Chronicle Review: Caesar's Messiah

At the risk of hyperbole and malicious guffaws, we are prepared to assert and defend the thesis that Joseph Atwill's Caesar's Messiah is the most important book of the last 2000 years.

One might protest indignantly that other contenders are more plausible for such an encomium, such as the Bible, The Origin of Species, or Harry Potter. But none of these books lays waste to a myth which has gripped Western civilization, namely the religion of Christianity.

In a nutshell, Atwill presents conclusive evidence that Christianity was the invention of the Roman court, more specifically the Flavian Caesars, used to pacify the incorrigible Jews who refused to submit to Roman authority. Without an historical Jesus, one could argue that there is no Christianity.

We hedge in our last statement because many believe that Christianity can survive without a real Jesus, and in some respects, this is precisely what the past 2000 years has proven. Perhaps Atwill has not laid waste to anything after all.

The Roman senate was wont to proclaim its emperors gods, starting with Julius Caesar. It took some work to anoint the Flavians thusly, namely Vespasian and his two sons Titus and Domitian. But once done, Vespasian is God the Father, Titus is God the Son, and Domitian is God the Holy Spirit - the trinity of Christianity.

The substance of the proof of Christianity's origins as a psychological warfare tool is grounded in the observation that both the Gospels and Josephus' Jewish Wars are to be read intertextually with each providing linkage to the other. Indeed early versions of the New Testament often included the works of Josephus as an addendum. Christianity thus morphs the Jewish messiah into the Roman messiah, namely Titus, through the use of fabricated history.

Atwill discovered that the military campaign of Titus mirrors precisely that of Jesus' ministry in Judea and environs. As one example, the author spends much time showing that the expression "fishers of men" is actually a dark comic reference to a sea battle at Gadara near the Dead Sea where the Jews were finally overwhelmed by the Romans who used their spears to kill Jewish soldiers as they flailed about in the water.

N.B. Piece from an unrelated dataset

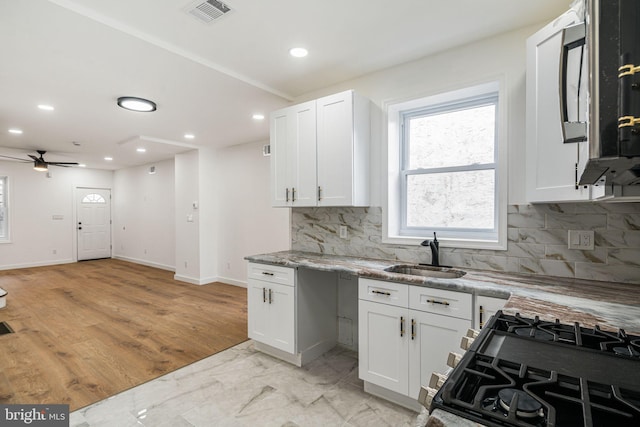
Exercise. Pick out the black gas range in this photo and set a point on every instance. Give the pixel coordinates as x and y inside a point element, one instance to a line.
<point>530,372</point>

We also learn that there is more than one Jesus in the Gospels, the most important of whom is the avatar of Titus who prophesies the destruction of Jerusalem, and who is always presented as good compliant Roman citizen urging acquiescence to governmental authority and the payment of taxes. In the famous episode of rendering unto Caesar the things which are Caesars, and unto God the things which God's, Atwill notes the cutting sarcasm when he points out that Caesar and God are one and the same person.

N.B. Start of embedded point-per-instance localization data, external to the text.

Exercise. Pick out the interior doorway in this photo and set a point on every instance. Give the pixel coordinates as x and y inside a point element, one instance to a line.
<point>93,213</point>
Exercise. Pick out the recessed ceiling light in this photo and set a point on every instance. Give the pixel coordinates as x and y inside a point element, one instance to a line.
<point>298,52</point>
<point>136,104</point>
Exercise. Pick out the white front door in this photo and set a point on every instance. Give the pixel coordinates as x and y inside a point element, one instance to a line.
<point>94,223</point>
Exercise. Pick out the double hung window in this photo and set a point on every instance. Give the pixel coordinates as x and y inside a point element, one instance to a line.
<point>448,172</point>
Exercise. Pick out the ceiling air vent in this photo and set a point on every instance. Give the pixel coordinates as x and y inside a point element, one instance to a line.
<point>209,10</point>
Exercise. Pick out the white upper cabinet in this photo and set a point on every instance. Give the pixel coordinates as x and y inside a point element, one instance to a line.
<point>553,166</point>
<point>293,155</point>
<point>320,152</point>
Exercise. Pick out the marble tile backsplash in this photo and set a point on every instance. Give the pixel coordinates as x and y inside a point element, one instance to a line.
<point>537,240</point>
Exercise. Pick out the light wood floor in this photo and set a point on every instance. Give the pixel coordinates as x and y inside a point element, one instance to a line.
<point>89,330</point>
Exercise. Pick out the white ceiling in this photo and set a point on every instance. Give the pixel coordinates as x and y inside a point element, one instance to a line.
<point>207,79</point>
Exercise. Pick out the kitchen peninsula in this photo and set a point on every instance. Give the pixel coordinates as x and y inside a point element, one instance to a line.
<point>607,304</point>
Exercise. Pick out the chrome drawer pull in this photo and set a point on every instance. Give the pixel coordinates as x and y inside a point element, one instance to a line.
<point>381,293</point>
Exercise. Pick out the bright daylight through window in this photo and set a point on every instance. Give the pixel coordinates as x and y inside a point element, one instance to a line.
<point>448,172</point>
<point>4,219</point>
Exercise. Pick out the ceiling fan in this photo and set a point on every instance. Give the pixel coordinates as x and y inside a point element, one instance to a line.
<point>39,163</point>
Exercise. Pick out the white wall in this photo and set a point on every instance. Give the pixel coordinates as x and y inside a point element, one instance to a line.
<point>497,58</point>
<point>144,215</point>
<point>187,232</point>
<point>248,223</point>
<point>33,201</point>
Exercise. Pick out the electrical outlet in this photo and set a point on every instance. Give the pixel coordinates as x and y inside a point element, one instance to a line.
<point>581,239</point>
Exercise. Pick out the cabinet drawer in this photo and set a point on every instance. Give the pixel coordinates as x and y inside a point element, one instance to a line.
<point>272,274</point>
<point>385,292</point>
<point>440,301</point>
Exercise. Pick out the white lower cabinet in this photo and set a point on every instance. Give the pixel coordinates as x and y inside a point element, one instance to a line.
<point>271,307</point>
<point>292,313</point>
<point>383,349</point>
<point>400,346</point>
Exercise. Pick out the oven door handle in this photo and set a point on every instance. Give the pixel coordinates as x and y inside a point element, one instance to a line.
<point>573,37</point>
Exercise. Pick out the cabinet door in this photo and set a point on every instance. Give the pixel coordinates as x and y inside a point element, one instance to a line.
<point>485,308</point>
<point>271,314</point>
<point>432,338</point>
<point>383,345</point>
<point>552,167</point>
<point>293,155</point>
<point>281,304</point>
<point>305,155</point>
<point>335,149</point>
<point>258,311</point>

The possibility that Josephus' sequence of movements for Titus and that of Jesus would be coincidence are shown by Atwill to be mathematical absurdities.

In one of the most important sections of the book, Atwill shows that the story of the resurrected Christ is actually a nearly slapstick comedy of errors of mistaken identify and naïve beliefs between the Lazarus who died, and the Jesus who died. Lazarus' empty tomb was confused with that of Jesus - but not the Jesus of Titus - but that of Jesus Barabbas whom Pilate tired to release. Raising Lazarus from the dead was simply a Roman detail's removal of Lazarus' corpse from his grave - See! he arose. Think of the vignette as a madcap adventure of Lucy and Ethel in I Love Lucy.

Atwill also notes similarities between Stoicism and other Roman philosophies with Christianity which were designed to create docile, compliant, and subservient citizenry - for example - turn the other cheek.

Before closing, we should note that the prophesies of Jesus against Jerusalem mirror precisely the campaign of Titus in destroying the city. This provides the conclusive proof that one of the Gospel Jesuses is indeed Titus. In fact, many preterist eschatologies demand that the Roman army be the proxy of God in destroying a rebellious Jewish generation which did not know the hour of its visitation by the true messiah.

Having watched numerous interviews given by Atwill, I was surprised by the amount of undisclosed material yet in the book. We agree that Christianity and its many frauds may never die, but its viability is very much a subject of human depravity which refuses to cherish the truth.

Reference
Joseph Atwill, Caesar's Messiah: Flavian Signature Edition, 2011.